On Thursday, Kiwi health officials confirmed another batch of 78 cases of the virus, taking the country’s overall tally to 283.

Of those, 27 have recovered, just seven people currently require hospitalisation, with none requiring treatment in intensive care units.

Unlike Australia, New Zealand is heading into a major clampdown ahead of any loss of life.

Schools, universities and non-essential businesses – including restaurants and hairdressers – have been ordered shut, and their workers sent home.

Ms Ardern said despite the clampdown, more Kiwis would catch the virus in the coming weeks.

‘The numbers will go up. The modelling suggests we may have several thousand cases. That could be within a 10 to 12 day period,’ she said.

‘But if we all follow the rules we should then see a difference being made.’

Kiwis have been asked to keep any physical contact to within their household and any nearby close family members – their partners or children only – during the lockdown.

Additionally, Kiwis that live alone can nominate one person to spend time with, to ensure a degree of closeness to those most isolated.

Personal groupings are being referred to as your ‘bubble’.

Microbiologist Siouxsie Wiles said maintaining the integrity of your bubble is the most important factor.

‘You are in a bubble … and you need to stay in your bubble and if you get out of your bubble you’re going to pop that bubble and that’s going to put us all at risk,’ she told Radio NZ.
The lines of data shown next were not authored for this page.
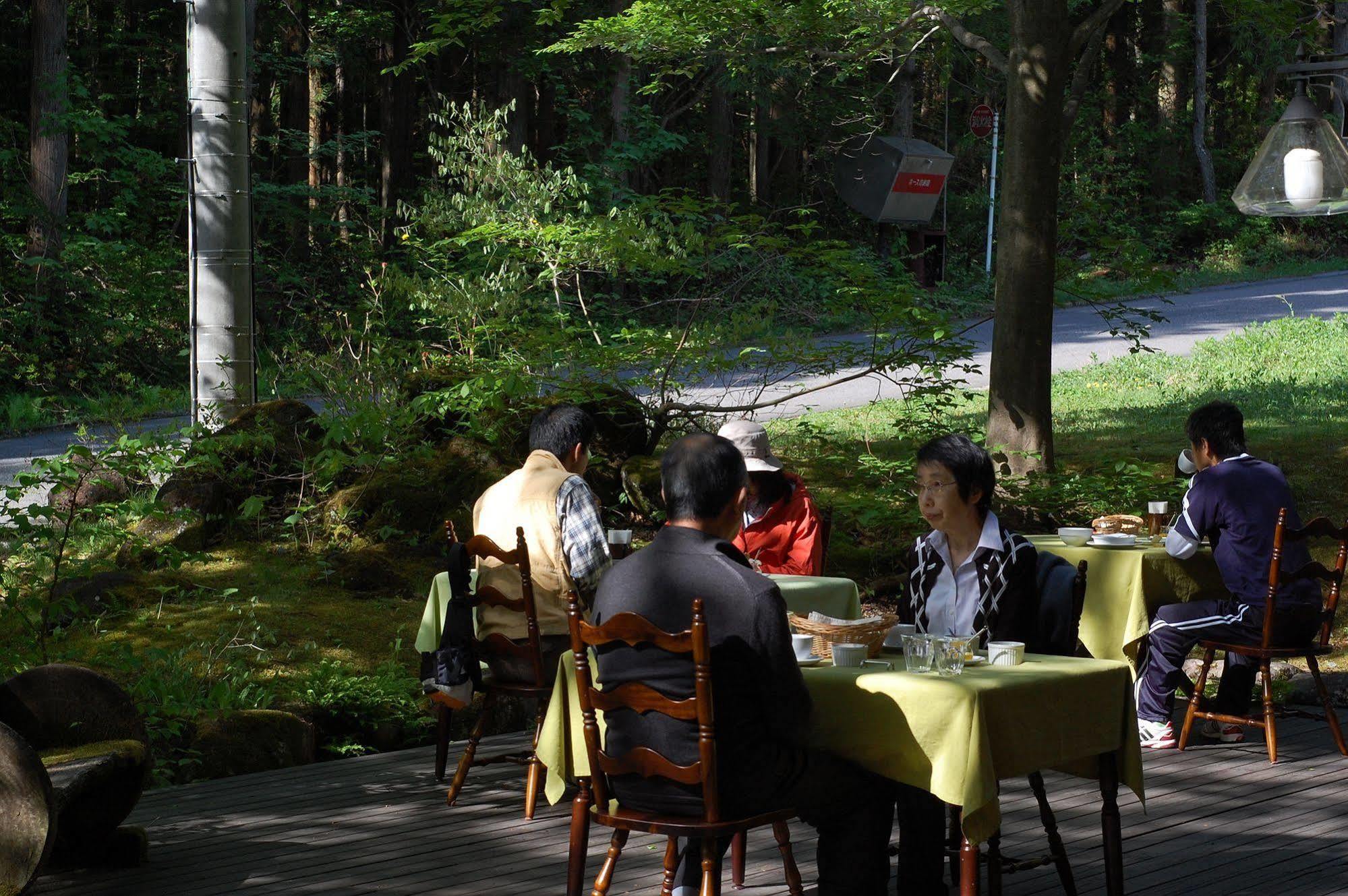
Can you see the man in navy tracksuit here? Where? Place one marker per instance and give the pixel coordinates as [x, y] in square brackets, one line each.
[1233, 500]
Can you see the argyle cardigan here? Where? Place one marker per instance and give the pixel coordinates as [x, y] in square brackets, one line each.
[1007, 592]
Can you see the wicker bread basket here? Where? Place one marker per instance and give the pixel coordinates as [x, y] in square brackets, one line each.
[827, 635]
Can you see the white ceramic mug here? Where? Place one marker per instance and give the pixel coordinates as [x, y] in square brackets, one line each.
[850, 655]
[1006, 653]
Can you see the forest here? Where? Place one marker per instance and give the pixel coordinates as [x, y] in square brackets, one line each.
[434, 179]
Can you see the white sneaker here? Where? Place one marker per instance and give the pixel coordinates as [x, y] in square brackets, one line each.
[1157, 735]
[1212, 729]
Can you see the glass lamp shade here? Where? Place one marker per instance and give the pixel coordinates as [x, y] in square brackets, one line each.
[1301, 167]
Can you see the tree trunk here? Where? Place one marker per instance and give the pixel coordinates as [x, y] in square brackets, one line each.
[720, 125]
[1020, 403]
[316, 140]
[1172, 93]
[395, 117]
[1200, 100]
[1341, 44]
[49, 139]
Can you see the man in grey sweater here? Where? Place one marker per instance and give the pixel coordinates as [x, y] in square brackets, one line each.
[762, 707]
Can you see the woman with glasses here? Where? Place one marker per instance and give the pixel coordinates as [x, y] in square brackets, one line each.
[968, 574]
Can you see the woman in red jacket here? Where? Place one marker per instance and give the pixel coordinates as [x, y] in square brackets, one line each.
[781, 523]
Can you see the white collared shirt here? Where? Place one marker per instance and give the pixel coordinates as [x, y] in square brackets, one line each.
[955, 595]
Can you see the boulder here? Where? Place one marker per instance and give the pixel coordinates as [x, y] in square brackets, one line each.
[86, 595]
[100, 485]
[418, 495]
[255, 740]
[642, 485]
[365, 572]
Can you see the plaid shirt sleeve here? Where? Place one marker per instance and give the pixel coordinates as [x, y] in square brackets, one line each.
[584, 541]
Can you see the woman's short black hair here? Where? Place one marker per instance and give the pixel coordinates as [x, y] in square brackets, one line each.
[971, 465]
[558, 429]
[701, 473]
[1222, 425]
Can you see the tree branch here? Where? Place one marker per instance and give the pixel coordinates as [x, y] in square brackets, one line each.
[1094, 23]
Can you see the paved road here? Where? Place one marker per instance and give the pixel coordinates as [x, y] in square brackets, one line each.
[1078, 334]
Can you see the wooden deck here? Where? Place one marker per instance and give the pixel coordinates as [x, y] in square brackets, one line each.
[1219, 821]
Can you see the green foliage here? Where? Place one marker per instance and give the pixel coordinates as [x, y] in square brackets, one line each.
[355, 711]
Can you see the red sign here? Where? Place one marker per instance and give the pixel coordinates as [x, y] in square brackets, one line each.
[980, 120]
[913, 182]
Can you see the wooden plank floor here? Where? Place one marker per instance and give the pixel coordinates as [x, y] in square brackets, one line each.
[1219, 821]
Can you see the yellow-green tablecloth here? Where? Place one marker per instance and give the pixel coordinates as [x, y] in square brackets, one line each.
[1126, 585]
[955, 738]
[836, 597]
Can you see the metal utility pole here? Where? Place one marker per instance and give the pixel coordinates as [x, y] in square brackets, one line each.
[218, 212]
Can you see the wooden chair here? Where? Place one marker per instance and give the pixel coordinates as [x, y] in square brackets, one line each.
[496, 645]
[1265, 651]
[1068, 645]
[593, 800]
[825, 537]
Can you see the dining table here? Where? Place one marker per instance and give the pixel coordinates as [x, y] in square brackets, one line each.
[1126, 585]
[952, 736]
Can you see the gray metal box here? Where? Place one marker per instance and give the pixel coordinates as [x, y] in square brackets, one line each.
[891, 179]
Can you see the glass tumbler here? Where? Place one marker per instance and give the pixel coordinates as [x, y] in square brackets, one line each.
[948, 655]
[917, 653]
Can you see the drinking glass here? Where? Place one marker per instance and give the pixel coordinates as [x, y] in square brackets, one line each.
[948, 655]
[917, 653]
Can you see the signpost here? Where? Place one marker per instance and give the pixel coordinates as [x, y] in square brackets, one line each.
[983, 121]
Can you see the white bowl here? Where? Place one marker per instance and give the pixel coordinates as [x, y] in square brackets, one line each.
[1075, 535]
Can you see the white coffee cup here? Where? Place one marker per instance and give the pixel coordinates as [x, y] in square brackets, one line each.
[896, 638]
[1006, 653]
[851, 655]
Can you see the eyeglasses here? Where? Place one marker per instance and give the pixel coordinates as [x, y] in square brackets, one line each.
[917, 489]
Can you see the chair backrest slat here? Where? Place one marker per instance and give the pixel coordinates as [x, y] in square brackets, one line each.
[1319, 527]
[481, 547]
[647, 763]
[643, 698]
[633, 630]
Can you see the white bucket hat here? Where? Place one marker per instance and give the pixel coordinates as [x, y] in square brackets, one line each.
[751, 440]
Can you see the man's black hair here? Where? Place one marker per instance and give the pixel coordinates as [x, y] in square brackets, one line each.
[1223, 425]
[971, 465]
[701, 473]
[558, 429]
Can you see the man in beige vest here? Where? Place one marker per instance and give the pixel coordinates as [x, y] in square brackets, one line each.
[568, 549]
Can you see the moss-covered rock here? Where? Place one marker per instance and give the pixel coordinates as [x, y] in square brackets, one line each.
[642, 485]
[417, 496]
[255, 740]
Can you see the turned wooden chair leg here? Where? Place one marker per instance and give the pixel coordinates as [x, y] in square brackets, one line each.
[1196, 701]
[535, 769]
[1328, 704]
[465, 762]
[738, 860]
[1051, 828]
[442, 716]
[1270, 715]
[711, 868]
[782, 832]
[670, 867]
[606, 874]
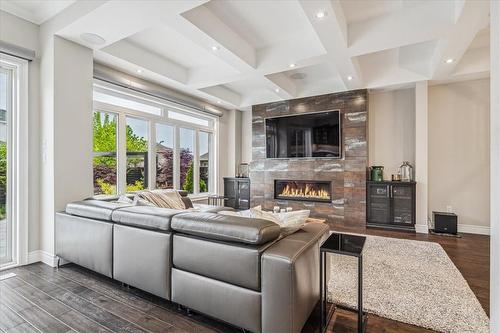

‘People are the weak points.

‘Hand-washing is so, so important. We can go outside, keep it to essential trips and stay two metres away from people … we need to wash our hands as soon as we get back in the house.’

Civil Defence Emergency Management Director Sarah Stuart-Black said she understood many would be anxious, but urged New Zealanders to settle into a new groove.

‘Just take a bit of a breath,’ she said.

‘We’re talking about hanging out at home. You’ve still got a TV and you’ve got the water out of the tap and you’ve got the things in your cupboard.